A router can be defined as a device that connects two or more than two computer networks and selectively exchanges packets of data among them. Every packet data encompasses address information that a router can use to find out whether the destination and source are on the same network, or if the packet data must be transmitted from one network to another.
Through projecting routing needs and network traffic centered on the types and number of applications and hardware devices used in environment, one can better choose whether to use a software router, a hardware router, or a combination of both. When talking about hardware and software router, there are numerous advantages hardware router has over software router. Few of them are mentioned below. Hardware router has higher throughput as compared to software router and computer solutions particularly Windows based.
Hardware router is very reliable and runs easily once you set it up and does not require any attention, while software router are unreliable and does not run easily (Haverkort, Bohnenkamp & Smith, 2000). Hardware-based routers handle heavy routing demands perfectly, whereas software routers can only handle lighter routing loads. Hardware router does not require a PC to be running to permit access for other computers.

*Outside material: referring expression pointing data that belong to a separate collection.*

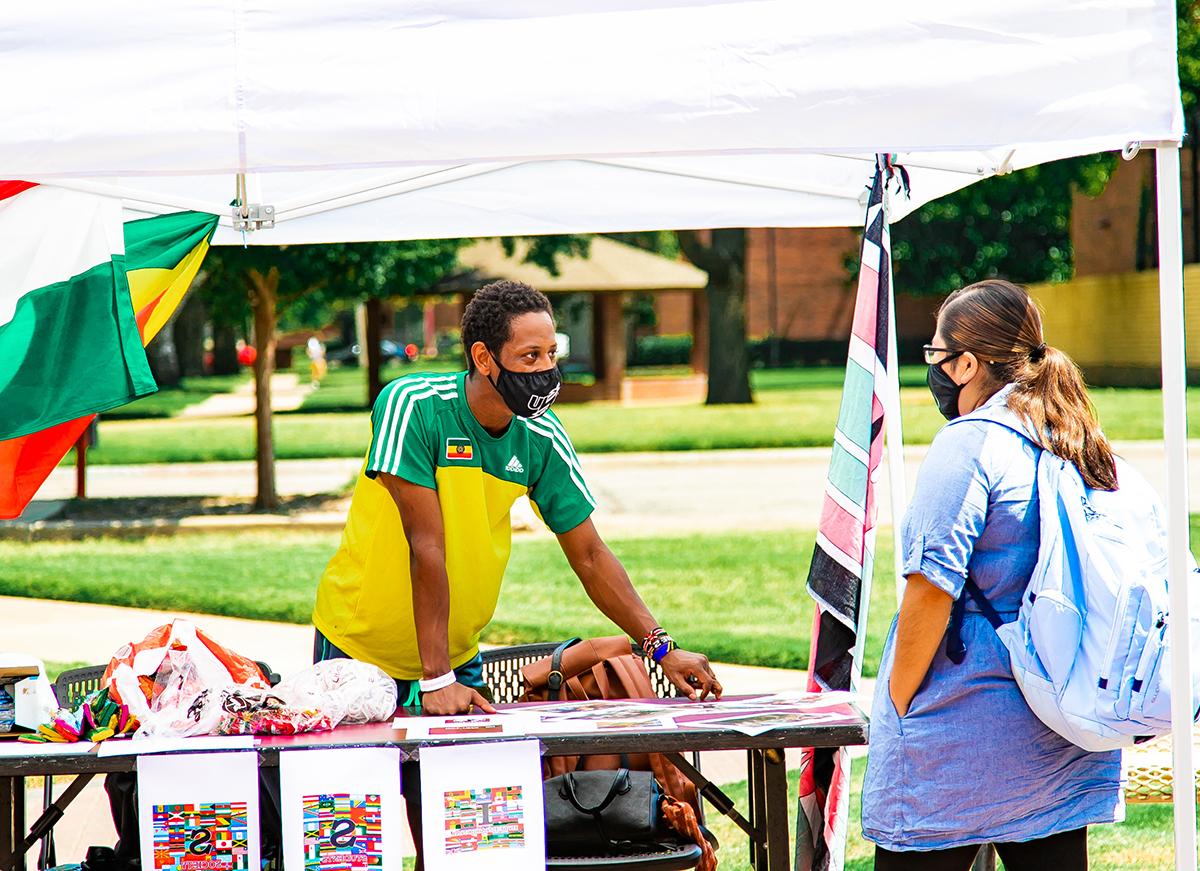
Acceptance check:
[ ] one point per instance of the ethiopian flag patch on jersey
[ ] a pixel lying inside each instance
(459, 449)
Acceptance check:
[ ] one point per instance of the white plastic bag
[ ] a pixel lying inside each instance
(349, 690)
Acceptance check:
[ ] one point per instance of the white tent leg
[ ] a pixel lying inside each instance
(1170, 288)
(895, 444)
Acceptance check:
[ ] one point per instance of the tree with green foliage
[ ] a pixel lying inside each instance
(1017, 226)
(723, 254)
(306, 282)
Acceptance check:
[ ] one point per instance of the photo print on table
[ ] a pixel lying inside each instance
(485, 820)
(342, 832)
(481, 806)
(342, 809)
(198, 811)
(202, 836)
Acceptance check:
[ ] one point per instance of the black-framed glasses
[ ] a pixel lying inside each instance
(931, 349)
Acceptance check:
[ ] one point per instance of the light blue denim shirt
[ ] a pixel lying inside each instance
(970, 763)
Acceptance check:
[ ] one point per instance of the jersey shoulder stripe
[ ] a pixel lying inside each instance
(394, 408)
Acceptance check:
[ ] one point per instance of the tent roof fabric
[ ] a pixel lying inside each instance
(369, 119)
(611, 266)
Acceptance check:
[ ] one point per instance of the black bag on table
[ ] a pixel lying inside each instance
(601, 810)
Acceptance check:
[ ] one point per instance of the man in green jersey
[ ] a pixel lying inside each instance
(418, 572)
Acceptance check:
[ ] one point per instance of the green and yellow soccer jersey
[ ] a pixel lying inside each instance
(424, 431)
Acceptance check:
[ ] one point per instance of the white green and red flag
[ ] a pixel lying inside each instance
(82, 290)
(844, 557)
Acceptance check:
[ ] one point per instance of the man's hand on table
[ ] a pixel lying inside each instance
(691, 673)
(454, 700)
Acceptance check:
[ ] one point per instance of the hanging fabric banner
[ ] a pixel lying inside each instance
(844, 557)
(481, 808)
(198, 811)
(341, 809)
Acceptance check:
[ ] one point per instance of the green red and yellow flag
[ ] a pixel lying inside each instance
(82, 292)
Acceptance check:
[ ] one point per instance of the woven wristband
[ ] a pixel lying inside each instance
(435, 684)
(653, 638)
(663, 649)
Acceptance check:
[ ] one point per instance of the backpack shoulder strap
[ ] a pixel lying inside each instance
(955, 650)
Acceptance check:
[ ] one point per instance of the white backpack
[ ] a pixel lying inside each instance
(1091, 647)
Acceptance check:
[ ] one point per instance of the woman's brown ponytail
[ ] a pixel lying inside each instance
(1000, 323)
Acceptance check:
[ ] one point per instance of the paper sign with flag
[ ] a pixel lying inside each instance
(82, 292)
(843, 560)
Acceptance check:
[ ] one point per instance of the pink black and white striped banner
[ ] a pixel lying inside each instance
(844, 557)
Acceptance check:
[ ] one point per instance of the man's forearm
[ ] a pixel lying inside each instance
(431, 613)
(610, 589)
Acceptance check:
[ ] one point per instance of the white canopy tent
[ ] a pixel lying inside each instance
(367, 120)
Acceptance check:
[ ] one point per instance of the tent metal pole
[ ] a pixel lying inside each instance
(1170, 289)
(898, 486)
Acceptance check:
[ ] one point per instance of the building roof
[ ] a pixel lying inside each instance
(611, 266)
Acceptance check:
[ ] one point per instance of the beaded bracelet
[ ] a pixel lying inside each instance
(658, 644)
(664, 649)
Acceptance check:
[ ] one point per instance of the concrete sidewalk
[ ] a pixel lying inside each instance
(636, 493)
(287, 395)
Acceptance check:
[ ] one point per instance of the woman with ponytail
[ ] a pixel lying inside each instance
(957, 757)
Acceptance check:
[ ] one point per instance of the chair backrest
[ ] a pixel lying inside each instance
(76, 683)
(502, 671)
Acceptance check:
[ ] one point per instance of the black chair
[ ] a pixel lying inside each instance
(502, 673)
(72, 686)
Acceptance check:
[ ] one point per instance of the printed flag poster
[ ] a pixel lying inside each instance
(198, 811)
(342, 809)
(481, 806)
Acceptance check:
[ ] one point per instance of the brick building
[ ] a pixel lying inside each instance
(798, 288)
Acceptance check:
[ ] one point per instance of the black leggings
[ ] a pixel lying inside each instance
(1066, 851)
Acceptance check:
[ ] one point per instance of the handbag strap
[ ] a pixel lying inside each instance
(555, 682)
(619, 786)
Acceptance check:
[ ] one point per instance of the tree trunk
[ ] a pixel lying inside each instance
(372, 338)
(263, 294)
(162, 358)
(729, 364)
(190, 335)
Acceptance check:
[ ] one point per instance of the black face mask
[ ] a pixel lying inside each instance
(945, 390)
(528, 394)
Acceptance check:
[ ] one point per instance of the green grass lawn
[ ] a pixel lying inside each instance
(171, 401)
(793, 408)
(1143, 842)
(738, 598)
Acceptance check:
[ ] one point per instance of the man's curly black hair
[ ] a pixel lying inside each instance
(490, 313)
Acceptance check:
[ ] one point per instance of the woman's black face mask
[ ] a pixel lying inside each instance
(942, 386)
(527, 394)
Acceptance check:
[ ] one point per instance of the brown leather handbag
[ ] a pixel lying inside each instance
(581, 671)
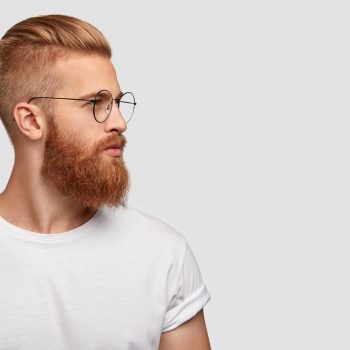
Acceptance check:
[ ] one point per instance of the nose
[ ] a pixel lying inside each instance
(115, 121)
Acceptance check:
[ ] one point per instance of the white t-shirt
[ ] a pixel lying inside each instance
(116, 282)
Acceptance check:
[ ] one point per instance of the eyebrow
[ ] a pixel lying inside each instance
(93, 94)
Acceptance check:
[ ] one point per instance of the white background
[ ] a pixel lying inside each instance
(240, 140)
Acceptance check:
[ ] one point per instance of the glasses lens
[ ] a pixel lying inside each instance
(103, 105)
(127, 106)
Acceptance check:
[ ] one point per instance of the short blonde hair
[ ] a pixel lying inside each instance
(28, 51)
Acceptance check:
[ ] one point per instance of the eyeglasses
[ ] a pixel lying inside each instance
(103, 103)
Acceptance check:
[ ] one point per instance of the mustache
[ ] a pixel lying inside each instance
(118, 141)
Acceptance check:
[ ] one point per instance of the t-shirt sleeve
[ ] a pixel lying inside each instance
(186, 291)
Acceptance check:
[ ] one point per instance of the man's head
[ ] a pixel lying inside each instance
(63, 56)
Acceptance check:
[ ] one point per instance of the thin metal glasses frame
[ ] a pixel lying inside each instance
(117, 100)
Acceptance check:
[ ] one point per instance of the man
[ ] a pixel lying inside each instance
(79, 269)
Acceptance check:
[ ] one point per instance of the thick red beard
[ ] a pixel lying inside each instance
(85, 173)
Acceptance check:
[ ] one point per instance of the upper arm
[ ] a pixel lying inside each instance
(191, 335)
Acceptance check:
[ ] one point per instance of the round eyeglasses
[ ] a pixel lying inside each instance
(103, 104)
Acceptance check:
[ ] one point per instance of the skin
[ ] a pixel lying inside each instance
(61, 174)
(191, 335)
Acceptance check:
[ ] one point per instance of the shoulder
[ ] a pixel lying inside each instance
(141, 225)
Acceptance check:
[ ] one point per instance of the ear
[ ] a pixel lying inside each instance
(30, 120)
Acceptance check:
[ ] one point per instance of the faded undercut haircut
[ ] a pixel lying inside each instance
(28, 51)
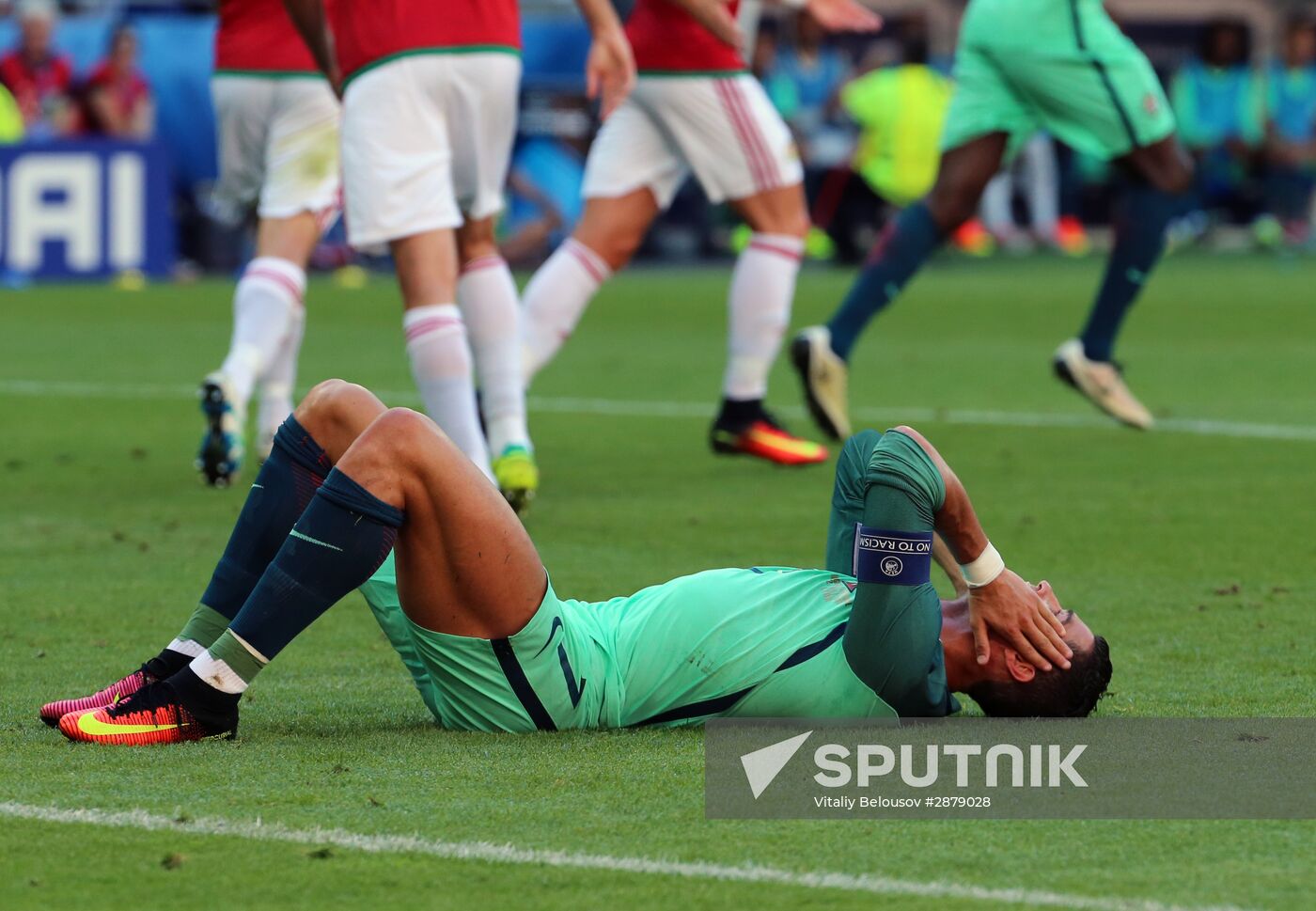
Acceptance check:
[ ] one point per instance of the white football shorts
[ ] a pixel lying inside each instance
(721, 128)
(427, 141)
(278, 145)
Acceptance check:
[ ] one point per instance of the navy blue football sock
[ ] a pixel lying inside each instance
(911, 240)
(1140, 228)
(283, 489)
(287, 480)
(338, 542)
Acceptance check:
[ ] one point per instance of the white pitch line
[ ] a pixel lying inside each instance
(506, 854)
(704, 410)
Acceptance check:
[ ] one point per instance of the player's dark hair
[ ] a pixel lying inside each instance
(1072, 693)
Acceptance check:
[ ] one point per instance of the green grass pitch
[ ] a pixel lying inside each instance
(1190, 548)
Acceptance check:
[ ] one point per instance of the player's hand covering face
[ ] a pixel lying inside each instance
(1019, 614)
(844, 16)
(609, 71)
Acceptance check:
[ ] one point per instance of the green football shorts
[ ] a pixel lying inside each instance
(726, 643)
(1059, 66)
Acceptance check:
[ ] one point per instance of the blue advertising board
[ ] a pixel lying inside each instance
(85, 210)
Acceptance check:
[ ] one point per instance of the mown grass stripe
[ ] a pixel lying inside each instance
(507, 854)
(704, 410)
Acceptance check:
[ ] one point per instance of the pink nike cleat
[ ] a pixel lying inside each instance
(111, 696)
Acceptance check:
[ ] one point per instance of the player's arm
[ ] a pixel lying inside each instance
(308, 17)
(838, 15)
(884, 510)
(832, 15)
(997, 598)
(609, 71)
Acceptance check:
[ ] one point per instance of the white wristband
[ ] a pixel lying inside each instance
(983, 571)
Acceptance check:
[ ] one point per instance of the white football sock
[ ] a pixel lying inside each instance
(487, 295)
(760, 311)
(279, 379)
(555, 300)
(263, 303)
(441, 364)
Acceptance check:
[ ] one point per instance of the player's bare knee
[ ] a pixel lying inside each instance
(953, 204)
(618, 247)
(476, 240)
(1177, 180)
(399, 434)
(335, 412)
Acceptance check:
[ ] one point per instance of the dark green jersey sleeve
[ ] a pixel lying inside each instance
(892, 641)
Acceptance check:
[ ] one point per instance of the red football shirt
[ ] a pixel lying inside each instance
(666, 39)
(258, 36)
(127, 94)
(366, 33)
(33, 87)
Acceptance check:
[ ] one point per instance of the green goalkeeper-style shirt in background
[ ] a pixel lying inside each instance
(10, 118)
(1055, 65)
(901, 112)
(747, 643)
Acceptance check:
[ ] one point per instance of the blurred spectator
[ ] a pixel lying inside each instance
(899, 105)
(118, 99)
(39, 79)
(543, 183)
(1219, 102)
(803, 79)
(10, 118)
(1035, 174)
(1292, 131)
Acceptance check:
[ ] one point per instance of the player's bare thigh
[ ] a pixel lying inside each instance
(963, 177)
(476, 240)
(292, 239)
(464, 564)
(427, 267)
(776, 211)
(615, 227)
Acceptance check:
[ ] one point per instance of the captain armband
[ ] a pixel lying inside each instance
(894, 558)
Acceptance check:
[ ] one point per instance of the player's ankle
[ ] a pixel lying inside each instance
(740, 412)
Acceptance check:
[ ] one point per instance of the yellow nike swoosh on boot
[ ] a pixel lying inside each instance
(785, 444)
(89, 724)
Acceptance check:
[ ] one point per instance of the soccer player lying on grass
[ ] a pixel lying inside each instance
(493, 648)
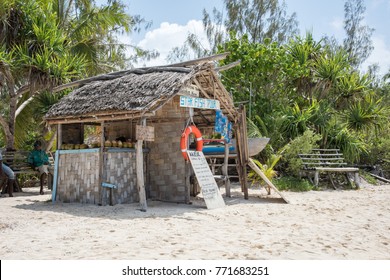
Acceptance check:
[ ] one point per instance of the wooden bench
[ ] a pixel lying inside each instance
(17, 161)
(327, 160)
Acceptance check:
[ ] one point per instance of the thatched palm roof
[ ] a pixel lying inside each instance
(136, 93)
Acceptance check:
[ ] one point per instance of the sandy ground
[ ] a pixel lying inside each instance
(330, 224)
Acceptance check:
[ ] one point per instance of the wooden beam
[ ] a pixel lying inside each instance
(380, 178)
(228, 66)
(200, 60)
(96, 118)
(101, 163)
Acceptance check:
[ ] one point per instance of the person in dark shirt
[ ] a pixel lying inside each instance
(6, 170)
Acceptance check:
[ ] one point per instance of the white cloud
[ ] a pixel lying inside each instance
(168, 36)
(337, 24)
(380, 56)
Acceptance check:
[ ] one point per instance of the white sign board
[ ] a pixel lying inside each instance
(144, 133)
(200, 103)
(209, 187)
(191, 90)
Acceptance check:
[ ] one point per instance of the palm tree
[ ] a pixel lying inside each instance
(45, 43)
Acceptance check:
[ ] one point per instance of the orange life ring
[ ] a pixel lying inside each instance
(184, 140)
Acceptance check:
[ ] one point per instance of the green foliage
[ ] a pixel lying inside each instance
(300, 145)
(365, 114)
(349, 142)
(294, 184)
(367, 177)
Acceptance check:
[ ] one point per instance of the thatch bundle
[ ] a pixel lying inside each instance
(132, 92)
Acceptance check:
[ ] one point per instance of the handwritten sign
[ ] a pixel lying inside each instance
(191, 90)
(200, 103)
(209, 187)
(144, 133)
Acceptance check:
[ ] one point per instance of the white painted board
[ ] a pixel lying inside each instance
(211, 194)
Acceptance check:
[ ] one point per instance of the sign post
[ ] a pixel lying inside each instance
(209, 187)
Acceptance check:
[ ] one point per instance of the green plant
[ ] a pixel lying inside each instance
(368, 178)
(301, 144)
(294, 184)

In addition, hardware router does not contain any software or files that can be deleted, harmed, copied, stolen, etc. whereas, there is a risk in software router. A software router can be very perfect on a segmented and small network with comparatively light traffic between subnets as it cannot bear much load and traffic. However, hardware-based routers can bear heavy traffic and enterprise network environments that have a huge quantity of network divisions and an extensive range of performance desires use range of hardware routers in order to perform various roles throughout the network.